Null hypothesis: H0: μ = 500
Alternative hypothesis: Ha: μ > 500
We will reject the null hypothesis at a p-value less than 0.05
```{r}
p <- pt(t_score, s_size-1, lower.tail = FALSE)
p
```
The p-value is 0.9914642. As p-value is less than the 0.05, we reject the null hypothesis. Therefore, the mean income of female employees is greater than $500.
## Question 5
## A
We assume that the sample is random and that the population has a normal distribution.
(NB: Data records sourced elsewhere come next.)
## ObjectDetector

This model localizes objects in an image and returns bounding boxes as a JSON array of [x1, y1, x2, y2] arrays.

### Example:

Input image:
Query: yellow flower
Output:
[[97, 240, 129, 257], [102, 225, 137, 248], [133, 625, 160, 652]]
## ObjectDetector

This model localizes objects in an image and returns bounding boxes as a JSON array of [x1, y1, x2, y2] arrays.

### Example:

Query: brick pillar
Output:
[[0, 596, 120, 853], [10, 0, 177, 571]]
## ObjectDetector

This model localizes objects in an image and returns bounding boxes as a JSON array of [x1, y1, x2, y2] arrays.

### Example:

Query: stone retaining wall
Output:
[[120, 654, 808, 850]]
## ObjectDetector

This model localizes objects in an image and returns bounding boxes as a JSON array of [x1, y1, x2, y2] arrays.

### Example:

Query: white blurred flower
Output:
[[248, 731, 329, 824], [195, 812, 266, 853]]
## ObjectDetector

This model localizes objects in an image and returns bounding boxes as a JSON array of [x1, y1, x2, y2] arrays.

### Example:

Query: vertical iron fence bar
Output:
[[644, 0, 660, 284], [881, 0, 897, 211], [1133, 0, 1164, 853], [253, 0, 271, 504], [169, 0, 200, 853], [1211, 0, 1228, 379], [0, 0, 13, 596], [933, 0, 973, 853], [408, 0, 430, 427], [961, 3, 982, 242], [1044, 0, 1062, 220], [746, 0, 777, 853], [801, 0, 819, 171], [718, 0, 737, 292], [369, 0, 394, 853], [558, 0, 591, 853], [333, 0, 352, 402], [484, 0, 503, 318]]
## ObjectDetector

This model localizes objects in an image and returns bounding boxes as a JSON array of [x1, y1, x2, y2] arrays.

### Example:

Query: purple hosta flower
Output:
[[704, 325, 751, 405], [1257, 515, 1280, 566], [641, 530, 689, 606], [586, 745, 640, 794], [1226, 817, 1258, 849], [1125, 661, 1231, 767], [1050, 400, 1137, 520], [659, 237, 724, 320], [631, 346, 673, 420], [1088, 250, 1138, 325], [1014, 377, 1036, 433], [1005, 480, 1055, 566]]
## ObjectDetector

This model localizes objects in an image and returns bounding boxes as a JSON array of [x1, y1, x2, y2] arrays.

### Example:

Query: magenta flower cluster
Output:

Null hypothesis: H0: μ = 500
Alternative hypothesis: Ha: μ ≠ 500
We will reject the null hypothesis at a p-value less than 0.05
## Calculating t-statistic and p-value for Jones
```{r}
s_mean <- 519.5
μ <- 500
se <- 10
s_size <- 1000
jt <- (s_mean-μ)/se
jt
p <- 2*pt(jt, s_size-1, lower.tail = FALSE)
p
```
## Calculating t-statistic and p-value for Smith
```{r}
s_mean <- 519.7
μ <- 500
se <- 10
s_size <- 1000
jt <- (s_mean-μ)/se
jt
p <- 2*pt(jt, s_size-1, lower.tail = FALSE)
p
```
The test-statistic is 1.95, p-value is 0.05145555 for Jones and the test-statistic is 1.97, p-value is 0.05145555 for Smith.
## B
The p-value is 0.05145555 for Jones. As p-value is greater than the 0.05, we fail to reject the null hypothesis. The p-value is 0.04911426 for Jones. As p-value is less than the 0.05, we reject the null hypothesis. Therefore, the result is statistically significant for Smith, but not Jones.
## C
If we fail to report the P-value and simply state whether the P-value is less than/equal to or greater than the defined significance level of the test, one cannot determine the strength of the conclusion. In the Jones/Smith example, reporting the results only as *P ≤ 0.05* versus *P > 0.05* will lead to different conclusions about very similar results.
## Question 6
```{r}
gas_taxes <- c(51.27, 47.43, 38.89, 41.95, 28.61, 41.29, 52.19, 49.48, 35.02, 48.13, 39.28, 54.41, 41.66, 30.28, 18.49, 38.72, 33.41, 45.02)
t.test(gas_taxes, mu = 18.4, conf.level = .95)
```
The 95% confidence interval for the mean tax per gallon is 36.23386 through 45.49169. We cannot conclude with 95% confidence that the mean tax is less than 45 cents, since the 95% confidence interval contains values above 45 cents.